Supreme Court Curbs EPA Power, Other Federal Agencies On Notice
The Supreme Court on Thursday curtailed the Environmental Protection Agency’s powers to restrict greenhouse-gas emissions from power plants, in a decision that could limit the authority of government agencies to address major policy questions without congressional approval. [bold, links added]
The decision was in line with several Supreme Court decisions in recent years that reined in federal agencies by striking down regulations on the grounds that agencies had usurped power from Congress and the judicial branch.
West Virginia led a coalition of Republican-leaning states and coal producers that asked the Supreme Court to weigh in and clarify the limits of the Environmental Protection Agency’s authority, raising broader questions about how far the regulatory authority of federal agencies extends.
The coalition said powerful and wide-reaching policies should come from Congress, not agency-level regulators.

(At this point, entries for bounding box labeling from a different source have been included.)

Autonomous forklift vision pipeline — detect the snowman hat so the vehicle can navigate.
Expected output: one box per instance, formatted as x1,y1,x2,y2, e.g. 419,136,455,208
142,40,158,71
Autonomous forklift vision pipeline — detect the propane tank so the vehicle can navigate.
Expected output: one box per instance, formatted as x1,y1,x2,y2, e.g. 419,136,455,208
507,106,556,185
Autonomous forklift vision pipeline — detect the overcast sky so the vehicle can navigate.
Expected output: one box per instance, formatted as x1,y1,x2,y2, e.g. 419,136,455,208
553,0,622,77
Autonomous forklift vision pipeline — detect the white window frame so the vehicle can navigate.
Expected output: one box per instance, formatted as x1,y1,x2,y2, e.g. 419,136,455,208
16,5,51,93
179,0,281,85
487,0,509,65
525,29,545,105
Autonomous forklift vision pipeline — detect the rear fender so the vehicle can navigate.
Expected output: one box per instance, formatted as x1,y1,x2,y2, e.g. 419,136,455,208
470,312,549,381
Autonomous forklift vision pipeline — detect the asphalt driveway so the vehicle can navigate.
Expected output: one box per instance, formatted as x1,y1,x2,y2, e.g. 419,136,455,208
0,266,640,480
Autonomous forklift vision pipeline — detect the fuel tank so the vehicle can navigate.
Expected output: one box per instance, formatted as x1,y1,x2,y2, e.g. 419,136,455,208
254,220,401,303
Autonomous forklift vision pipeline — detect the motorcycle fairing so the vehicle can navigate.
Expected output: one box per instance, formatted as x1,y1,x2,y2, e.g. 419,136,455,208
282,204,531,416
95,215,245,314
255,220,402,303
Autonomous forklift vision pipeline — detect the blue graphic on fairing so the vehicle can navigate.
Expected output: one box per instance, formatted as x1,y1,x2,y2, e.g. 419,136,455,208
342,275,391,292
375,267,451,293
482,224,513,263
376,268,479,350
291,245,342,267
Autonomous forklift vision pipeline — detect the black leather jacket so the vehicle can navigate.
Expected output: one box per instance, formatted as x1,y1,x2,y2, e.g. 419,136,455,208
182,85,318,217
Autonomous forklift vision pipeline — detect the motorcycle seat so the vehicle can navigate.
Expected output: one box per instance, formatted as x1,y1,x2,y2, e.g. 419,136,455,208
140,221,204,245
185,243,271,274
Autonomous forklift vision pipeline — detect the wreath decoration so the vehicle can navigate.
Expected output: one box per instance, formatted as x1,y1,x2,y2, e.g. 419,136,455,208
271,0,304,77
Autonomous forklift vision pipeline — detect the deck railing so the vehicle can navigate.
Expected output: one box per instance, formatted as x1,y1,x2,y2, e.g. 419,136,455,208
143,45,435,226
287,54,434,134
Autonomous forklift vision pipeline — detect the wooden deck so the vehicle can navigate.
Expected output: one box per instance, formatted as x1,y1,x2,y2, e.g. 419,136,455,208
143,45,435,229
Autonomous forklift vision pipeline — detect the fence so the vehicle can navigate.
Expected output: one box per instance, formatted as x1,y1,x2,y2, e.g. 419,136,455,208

The Obama-era EPA rules were “illustrative of an alarming trend whereby presidents turn to implied authority, typically in long-extant statutes, to achieve what Congress fails to do,” the libertarian Cato Institute said in a legal brief.
The case before the high court was unusual because it involved regulations put forth by the Obama administration that never went into effect and were replaced in 2019 under the Trump administration.
At issue was the Clean Power Plan, an Obama-era set of rules devised by the EPA that sought to mandate a national shift away from coal to cleaner sources of power, including natural gas, wind, and solar.
For half a century, the Clean Air Act has directed the EPA to regulate stationary sources of air pollution that endanger “public health or welfare.”
The Obama-era Clean Power Plan extended that regulatory reach beyond the physical premises of a power plant to allow off-site methods to mitigate pollution.
The Supreme Court in 2016 halted the Clean Power Plan from taking effect, but the justices never directly addressed whether the rule was unlawful.
The Trump administration in 2019 overturned the plan, replacing it with industry-friendly rules allowing older power plants to continue operating.
In January 2021, at the end of Mr. Trump’s presidency, a federal appeals court in the District of Columbia struck down his administration’s replacement rule, providing the Biden administration with a clean slate to work from in devising its own carbon-emissions rules.
The EPA powers at issue are central to Mr. Biden’s climate agenda. With fragile majorities in the Senate and House, Democrats have limited ability to advance their platform through new legislation.
Like his recent predecessors, Mr. Biden is poised to govern through agencies such as the EPA, relying on his inherent constitutional authority and the statutory powers provided by existing legislation.